Strangely enough, this is about the same amount of time that Hamilton lost to his German colleague in the pits.

The combination of slow pitstops and mechanical gremlins which have befouled Hamilton so far this season, leaving him 29 points back in the all-Mercedes world championship battle, have got people wondering: are the German team favouring their countryman Rosberg over the British Hamilton?

That theory is not without merit. After all, in terms of marketing, having a German driver win for a German manufacturer would be that little bit more valuable. It would only be human for Mercedes to want their countryman to be the star, too.

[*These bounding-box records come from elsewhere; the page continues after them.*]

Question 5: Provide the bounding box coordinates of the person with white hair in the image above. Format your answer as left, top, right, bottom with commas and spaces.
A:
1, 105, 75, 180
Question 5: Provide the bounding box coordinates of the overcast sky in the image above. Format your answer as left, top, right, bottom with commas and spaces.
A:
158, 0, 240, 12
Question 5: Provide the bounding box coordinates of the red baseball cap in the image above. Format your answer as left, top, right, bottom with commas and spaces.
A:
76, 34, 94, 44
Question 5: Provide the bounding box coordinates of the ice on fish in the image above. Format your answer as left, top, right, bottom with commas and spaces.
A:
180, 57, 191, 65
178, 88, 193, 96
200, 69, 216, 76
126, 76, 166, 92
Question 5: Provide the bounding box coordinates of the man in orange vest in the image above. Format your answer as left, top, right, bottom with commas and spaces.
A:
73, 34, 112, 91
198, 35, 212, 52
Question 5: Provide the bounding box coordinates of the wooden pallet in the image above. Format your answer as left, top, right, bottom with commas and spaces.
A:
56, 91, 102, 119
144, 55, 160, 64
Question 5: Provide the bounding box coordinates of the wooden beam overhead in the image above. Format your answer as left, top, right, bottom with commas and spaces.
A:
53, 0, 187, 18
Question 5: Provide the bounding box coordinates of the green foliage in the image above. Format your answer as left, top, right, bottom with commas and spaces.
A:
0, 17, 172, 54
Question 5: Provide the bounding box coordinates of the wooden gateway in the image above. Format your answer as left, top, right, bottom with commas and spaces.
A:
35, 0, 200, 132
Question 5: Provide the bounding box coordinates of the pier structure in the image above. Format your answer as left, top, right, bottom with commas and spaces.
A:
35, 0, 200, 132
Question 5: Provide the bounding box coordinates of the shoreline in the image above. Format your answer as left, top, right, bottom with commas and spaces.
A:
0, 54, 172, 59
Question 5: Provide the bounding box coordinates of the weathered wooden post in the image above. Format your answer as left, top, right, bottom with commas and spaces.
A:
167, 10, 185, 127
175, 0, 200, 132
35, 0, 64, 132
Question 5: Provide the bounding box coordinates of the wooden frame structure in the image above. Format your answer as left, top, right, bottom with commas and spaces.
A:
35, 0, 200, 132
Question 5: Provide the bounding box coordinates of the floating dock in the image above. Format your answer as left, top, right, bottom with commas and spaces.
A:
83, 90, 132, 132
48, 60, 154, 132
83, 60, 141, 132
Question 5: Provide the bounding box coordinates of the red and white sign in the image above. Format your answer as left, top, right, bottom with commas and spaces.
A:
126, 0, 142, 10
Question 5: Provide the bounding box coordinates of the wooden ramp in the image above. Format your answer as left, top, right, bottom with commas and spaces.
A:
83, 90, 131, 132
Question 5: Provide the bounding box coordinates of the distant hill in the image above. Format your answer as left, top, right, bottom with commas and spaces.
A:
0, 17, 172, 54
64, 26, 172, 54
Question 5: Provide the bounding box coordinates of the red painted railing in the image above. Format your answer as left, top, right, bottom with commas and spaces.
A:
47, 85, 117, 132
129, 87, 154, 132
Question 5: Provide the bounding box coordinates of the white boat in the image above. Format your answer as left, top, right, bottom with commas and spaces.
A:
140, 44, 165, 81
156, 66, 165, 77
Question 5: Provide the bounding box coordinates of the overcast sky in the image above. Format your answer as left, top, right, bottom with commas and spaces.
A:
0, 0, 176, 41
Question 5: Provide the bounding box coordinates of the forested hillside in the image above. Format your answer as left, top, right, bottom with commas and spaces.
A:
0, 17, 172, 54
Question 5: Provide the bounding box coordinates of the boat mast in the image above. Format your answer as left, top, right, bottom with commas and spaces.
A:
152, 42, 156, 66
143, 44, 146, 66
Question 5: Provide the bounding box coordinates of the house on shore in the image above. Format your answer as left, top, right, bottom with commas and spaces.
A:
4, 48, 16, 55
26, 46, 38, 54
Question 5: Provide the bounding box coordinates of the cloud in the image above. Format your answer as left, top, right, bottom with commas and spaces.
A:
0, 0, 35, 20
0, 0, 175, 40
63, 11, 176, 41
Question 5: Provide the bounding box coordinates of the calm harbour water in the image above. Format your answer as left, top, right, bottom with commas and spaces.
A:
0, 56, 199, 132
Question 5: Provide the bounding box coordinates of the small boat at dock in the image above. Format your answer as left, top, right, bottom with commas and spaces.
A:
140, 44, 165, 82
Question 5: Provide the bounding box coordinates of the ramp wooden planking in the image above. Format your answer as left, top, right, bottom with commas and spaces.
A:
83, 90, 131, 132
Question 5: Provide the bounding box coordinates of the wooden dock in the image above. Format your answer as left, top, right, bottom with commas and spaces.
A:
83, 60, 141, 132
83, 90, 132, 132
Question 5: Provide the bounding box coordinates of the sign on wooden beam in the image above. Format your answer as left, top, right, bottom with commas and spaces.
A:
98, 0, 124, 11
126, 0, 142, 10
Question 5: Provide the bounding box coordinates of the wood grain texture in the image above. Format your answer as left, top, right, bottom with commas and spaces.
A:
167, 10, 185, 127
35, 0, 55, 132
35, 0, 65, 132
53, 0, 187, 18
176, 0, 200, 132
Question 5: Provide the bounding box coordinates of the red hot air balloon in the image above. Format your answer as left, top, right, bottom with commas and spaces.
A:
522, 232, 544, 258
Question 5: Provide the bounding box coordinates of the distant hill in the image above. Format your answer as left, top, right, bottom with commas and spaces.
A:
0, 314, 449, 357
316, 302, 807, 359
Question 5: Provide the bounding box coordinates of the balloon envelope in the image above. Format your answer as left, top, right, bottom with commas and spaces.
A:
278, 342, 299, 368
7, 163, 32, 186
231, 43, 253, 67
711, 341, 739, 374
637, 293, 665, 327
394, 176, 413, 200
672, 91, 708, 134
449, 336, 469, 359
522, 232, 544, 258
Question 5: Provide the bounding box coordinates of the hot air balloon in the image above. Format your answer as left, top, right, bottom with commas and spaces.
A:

However, in reality, there is no chance of Mercedes trying to eke out some advantage for Rosberg by forcing slow pitstops and mechanical misfortune on Hamilton.

The national ties aren't as strong as you'd think. Mercedes are based in Brackley, England, with a mostly English core of staff from their previous incarnations as Brawn GP, Honda, BAR and even Tyrrell. It's also worth remembering that while Nico races under the German flag, he mainly has that association by birth rather than heritage; he's the son of a Finn who grew up in Monte Carlo.

In terms of practicality too, this would be the most subtle and well executed sabotage ever in F1. Historically, if you're trying to covertly favour one driver in a race team of dozens, it doesn't go down well. For instance, at the 1990 British Grand Prix, Nigel Mansell thought his Ferrari had suffered a massive deterioration from the previous weekend. After pressing his mechanics, it transpired that his team-mate Alain Prost had been unhappy with his machine and convinced Ferrari to swap their chassis over without informing Mansell.

Mercedes are working hard to give parity to their drivers. We often hear the same messages relayed to both men in quick succession, they always pit the leading car first (unless, like at the Austrian Grand Prix, the following car has a greater strategic need), and take it in turns to pick who goes out first for qualifying.

What we are watching on Sunday afternoons is not an intricate conspiracy by Mercedes to shave seconds off of Hamilton's race time. Instead, we're seeing Rosberg step out of the shadow he's spent his whole life under.

There's the expectation of his championship-winning last name. His junior formulae accomplishments, where he was the first GP2 champion and outscored Hamilton in the 2004 F3 Euro Series, despite starting one fewer race, are largely ignored. Thanks to a sluggish start to his F1 career with a succession of temperamental Williams cars, his more illustrious team-mates such as Michael Schumacher and Hamilton have been expected to easily beat him before a wheel is turned.

To put it bluntly, Nico is not considered elite and Lewis is.

It is easy to think, then, that foul play must be at work at Mercedes for Rosberg to have the upper hand. After all, Hamilton is the greatest natural driver of his generation, winning everything on his way to beating double world champion Fernando Alonso in his debut year. There is no way that Rosberg can be beating him fairly - is there?

Yes, there is. There is no conspiracy at Mercedes, only a driver seizing his moment in the sun.